Ultimo aggiornamento  02 febbraio 2023 12:12

Cambiamenti climatici, anche l’auto rischia.

Paolo Borgognone ·

Basta sfogliare una qualunque fonte di informazioni per rendersi conto delle sempre maggiori gravi conseguenze dei cambiamenti climatici sulla nostra vita. Non sfugge a questo inquietante scenario neanche il settore automobilistico. 

Secondo uno studio di Greenpeace - realizzato su dati di Moody's ESG Solutions sui rischi fisici e anticipato da Bloomberg in attesa della imminente pubblicazione - le tre maggiori case automobilistiche giapponesi sono quelle che corrono i maggiori rischi di cambiamento climatico tra le aziende globali del settore: questo perché gran parte della loro produzione è concentrata nella nazione insulare. Toyota, Honda e Nissan dovranno affrontare nei prossimi anni sfide importanti che vanno dagli uragani alle inondazioni, dalle alte temperature alla scarsità d'acqua, in base all'ubicazione delle loro fabbriche.

Punto di vista differente

Quando si parla di questioni ambientali, sociali e di governance, i riflettori sono solitamente puntati sull'impatto che i produttori hanno sul clima o sulla società. Tuttavia, poiché i cambiamenti climatici rendono le conseguenze dei disastri naturali più frequenti e intense, le case automobilistiche dovranno a loro volta affrontare "un elevato livello di rischio fisico" di danni e interruzioni presso le loro strutture operative, nonché di interruzione della catena di fornitura, sostiene Greenpeace. 

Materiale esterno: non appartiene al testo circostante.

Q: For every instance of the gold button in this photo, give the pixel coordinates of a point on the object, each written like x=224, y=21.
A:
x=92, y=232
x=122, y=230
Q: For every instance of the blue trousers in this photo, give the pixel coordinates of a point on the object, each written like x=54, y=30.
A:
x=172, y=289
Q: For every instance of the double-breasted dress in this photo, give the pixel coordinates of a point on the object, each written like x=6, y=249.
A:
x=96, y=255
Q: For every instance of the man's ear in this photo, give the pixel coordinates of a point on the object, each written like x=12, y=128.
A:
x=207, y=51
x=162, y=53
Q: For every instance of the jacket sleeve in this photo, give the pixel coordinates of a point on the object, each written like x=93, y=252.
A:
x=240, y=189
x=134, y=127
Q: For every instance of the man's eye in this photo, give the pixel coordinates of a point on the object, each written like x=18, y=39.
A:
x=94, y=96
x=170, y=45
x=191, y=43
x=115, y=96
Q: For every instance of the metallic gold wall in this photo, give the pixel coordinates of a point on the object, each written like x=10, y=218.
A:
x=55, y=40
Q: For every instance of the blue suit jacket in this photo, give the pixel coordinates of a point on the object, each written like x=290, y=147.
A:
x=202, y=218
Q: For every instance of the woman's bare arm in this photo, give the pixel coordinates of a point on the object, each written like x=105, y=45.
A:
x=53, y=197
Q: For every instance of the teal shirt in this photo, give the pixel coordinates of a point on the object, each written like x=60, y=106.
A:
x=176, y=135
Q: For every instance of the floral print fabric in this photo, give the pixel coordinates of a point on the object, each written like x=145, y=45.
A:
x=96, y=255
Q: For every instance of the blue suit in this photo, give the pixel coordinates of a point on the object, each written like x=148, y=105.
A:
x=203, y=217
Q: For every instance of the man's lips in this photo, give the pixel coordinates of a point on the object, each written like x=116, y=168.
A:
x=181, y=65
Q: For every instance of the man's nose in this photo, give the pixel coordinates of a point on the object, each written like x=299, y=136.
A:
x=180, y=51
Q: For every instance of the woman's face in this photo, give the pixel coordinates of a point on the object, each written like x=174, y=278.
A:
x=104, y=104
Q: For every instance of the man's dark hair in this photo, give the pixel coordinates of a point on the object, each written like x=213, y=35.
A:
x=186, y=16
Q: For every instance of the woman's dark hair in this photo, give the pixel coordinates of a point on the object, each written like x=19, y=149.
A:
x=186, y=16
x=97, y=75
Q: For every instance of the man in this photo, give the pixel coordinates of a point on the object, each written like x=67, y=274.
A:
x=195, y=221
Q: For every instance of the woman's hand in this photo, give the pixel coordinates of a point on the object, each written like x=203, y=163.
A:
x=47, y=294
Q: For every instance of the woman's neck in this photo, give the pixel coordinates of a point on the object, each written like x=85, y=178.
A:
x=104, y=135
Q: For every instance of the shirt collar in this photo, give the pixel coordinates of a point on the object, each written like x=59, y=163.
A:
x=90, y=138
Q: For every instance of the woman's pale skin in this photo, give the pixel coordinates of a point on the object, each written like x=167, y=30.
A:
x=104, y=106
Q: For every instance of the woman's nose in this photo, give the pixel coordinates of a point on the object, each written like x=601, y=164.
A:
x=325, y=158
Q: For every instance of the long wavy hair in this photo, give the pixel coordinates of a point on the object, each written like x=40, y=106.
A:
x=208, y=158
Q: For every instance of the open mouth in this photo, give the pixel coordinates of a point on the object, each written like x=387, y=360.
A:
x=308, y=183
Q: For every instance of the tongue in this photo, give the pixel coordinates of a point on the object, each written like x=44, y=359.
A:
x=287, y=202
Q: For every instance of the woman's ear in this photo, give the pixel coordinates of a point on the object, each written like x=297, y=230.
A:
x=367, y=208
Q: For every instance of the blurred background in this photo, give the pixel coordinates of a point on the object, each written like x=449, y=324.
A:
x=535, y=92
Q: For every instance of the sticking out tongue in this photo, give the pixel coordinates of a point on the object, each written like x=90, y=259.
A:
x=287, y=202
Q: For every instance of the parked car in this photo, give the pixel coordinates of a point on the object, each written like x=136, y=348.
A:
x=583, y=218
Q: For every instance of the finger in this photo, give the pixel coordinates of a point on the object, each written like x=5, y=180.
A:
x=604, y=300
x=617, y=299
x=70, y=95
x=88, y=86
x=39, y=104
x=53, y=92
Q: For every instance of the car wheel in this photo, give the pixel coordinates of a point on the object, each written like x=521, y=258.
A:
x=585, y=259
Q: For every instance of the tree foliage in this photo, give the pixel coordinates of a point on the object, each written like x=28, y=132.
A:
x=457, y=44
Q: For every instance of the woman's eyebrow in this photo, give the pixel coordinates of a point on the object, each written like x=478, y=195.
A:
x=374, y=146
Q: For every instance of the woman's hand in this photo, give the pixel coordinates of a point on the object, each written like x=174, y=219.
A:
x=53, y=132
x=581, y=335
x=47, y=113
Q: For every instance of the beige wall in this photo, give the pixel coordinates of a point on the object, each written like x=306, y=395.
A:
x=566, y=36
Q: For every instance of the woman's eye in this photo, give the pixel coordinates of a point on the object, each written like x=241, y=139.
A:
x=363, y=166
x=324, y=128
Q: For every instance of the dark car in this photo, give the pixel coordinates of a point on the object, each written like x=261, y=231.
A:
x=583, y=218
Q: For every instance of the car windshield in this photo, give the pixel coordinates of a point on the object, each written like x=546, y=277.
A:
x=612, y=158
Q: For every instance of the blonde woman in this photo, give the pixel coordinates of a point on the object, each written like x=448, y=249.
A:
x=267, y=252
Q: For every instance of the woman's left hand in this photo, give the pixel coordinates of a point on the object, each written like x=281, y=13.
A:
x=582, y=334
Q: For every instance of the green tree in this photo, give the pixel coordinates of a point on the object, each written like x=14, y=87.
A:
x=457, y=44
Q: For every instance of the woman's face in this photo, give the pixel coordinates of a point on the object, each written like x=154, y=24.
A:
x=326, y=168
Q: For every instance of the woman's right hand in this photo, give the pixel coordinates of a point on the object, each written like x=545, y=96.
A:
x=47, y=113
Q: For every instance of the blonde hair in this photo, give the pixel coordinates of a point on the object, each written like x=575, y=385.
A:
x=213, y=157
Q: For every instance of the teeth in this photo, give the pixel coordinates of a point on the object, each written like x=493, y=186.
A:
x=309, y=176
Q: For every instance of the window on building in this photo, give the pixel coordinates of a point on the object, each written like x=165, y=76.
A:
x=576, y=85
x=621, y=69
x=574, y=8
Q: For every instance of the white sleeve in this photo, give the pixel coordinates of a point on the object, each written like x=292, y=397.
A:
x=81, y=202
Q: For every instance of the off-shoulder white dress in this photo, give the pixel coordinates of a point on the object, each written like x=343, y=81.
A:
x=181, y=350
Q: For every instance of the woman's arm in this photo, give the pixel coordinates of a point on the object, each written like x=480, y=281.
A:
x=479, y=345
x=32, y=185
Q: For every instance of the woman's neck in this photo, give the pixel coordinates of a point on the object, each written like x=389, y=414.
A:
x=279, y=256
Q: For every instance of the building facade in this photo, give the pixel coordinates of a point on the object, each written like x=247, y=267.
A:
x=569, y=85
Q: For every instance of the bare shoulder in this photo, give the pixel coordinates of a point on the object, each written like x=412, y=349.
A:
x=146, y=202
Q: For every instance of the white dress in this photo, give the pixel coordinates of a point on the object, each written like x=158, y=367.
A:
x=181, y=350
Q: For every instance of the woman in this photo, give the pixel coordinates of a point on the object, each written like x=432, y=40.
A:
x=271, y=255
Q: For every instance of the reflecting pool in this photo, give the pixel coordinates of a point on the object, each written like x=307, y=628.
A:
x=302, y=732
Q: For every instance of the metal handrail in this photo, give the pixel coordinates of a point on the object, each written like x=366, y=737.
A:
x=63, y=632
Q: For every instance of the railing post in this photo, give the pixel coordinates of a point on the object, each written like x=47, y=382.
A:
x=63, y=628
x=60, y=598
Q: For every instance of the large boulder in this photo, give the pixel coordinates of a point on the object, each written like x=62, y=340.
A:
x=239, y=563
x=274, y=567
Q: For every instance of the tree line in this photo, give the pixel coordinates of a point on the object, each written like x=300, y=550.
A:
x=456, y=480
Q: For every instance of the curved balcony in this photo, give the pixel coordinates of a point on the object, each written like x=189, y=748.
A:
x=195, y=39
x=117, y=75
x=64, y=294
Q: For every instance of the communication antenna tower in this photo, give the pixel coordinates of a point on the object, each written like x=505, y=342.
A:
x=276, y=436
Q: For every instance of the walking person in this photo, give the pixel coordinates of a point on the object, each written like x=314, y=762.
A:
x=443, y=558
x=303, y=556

In un certo senso, l'elenco riflette le realtà geografiche. I produttori giapponesi, che hanno anche fabbriche in Asia, hanno impianti sparsi in un arcipelago soggetto, per esempio, al fenomeno dei tifoni, una parola che in giapponese significa "grande vento". In fondo alla lista delle grandi case automobilistiche che corrono meno rischi climatici ci sono Volkswagen, Stellantis e altre realtà industriali europee con impianti di produzione nei climi settentrionali.

Toyota reagisce

Greenpeace ha individuato Toyota, che ha ottenuto il punteggio più alto, come "riluttante a rivelare i rischi climatici in relazione ai suoi impianti" e ha raccomandato all'azienda di "intraprendere azioni più aggressive per ridurre la sua impronta di carbonio". Secondo l'analisi, oltre il 90% dei siti produttivi del costruttore è ad alto rischio per almeno un rischio climatico.

Toyota, dal canto suo, ha respinto le conclusioni dello studio, affermando di aver lavorato per costruire una "catena di approvvigionamento resistente ai disastri", di aver reso note le proprie emissioni e aver adottato misure per garantire le forniture di acqua. "Abbiamo una solida esperienza di lavoro nell'ambito delle proprie risorse per ripristinare le operazioni e la produzione in caso di disastri legati al cambiamento climatico, terremoti e incendi, dando la massima priorità all'assistenza umanitaria e al ripristino tempestivo delle aree colpite", ha dichiarato l'azienda in un comunicato. Quasi il 30% della produzione di veicoli del marchio proveniva dal Giappone nel primo semestre. 

Nissan ha confermato di condurre valutazioni a lungo termine dei rischi legati al cambiamento climatico e di tenerne conto quando definisce la strategia per la propria catena di approvvigionamento. "Continueremo a dialogare con le parti interessate e a rafforzare le nostre attività", ha dichiarato Shiro Nagai, portavoce del costruttore.